Yes, substandard schools and medical care sometimes put certain folks at a disadvantage but instead of stating that we should do things to encourage productivity and increased competitiveness for these individuals you give the argument that subsidy is the only way because they've been wronged.

Let me tell you something, I grew up poor in the public school system and made the choice that I was going to make something of myself so I stayed away from the gang-bangers and thugs and instead studied, eventually working my way through college to be the first in my family to graduate (I also pass this attitude and work ethic to my children). The key word is I 'chose' to take that path and not feel sorry for myself because my previous generations were disadvantaged. I was fortunate and understand that some people fall on hard times by no fault of their own and that is who the system should work for.

To say that you'd "rather subsidize folks who seem lazy because they are un-employable, than subsidize a couple of intellectually lazy college-educated thirty somethings with more than %50,000 a year coming in" is just silly. You know what I'd rather not subsidize anyone lazy period!

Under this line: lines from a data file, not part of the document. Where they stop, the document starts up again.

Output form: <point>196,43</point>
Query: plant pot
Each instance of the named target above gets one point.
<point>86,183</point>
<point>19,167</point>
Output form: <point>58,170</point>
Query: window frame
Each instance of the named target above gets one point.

mona on Sep 28, 2012, 7:46:00 AM said...

Ok, if we can get past this welfare debate from the previous posters. Does anyone know what actual income levels and qualifications for getting into this affordable housing? What I really wish someone would define is exactly what is "affordable housing". My biggest concern would be that the city is moving back into the model of warehousing the poor. They tore down a lot of the big housing project and replaced with housing that was market value and a mix of "affordable" housing all in one area and that seems to have worked out well. Georgia ave needs a lot of help and if they are just going to stick to the old tired method of putting up a building and then warehousing the poor with no assistance or oversight then this could be a failed venture

Anonymous said...

60% of Area Median Income will get you in the door = $45,180 for singles in 2012, $51,600 for a couple, $58,080 for 3 people, etc. Some of The Avenue's units are extremely low income = $22,600 for singles.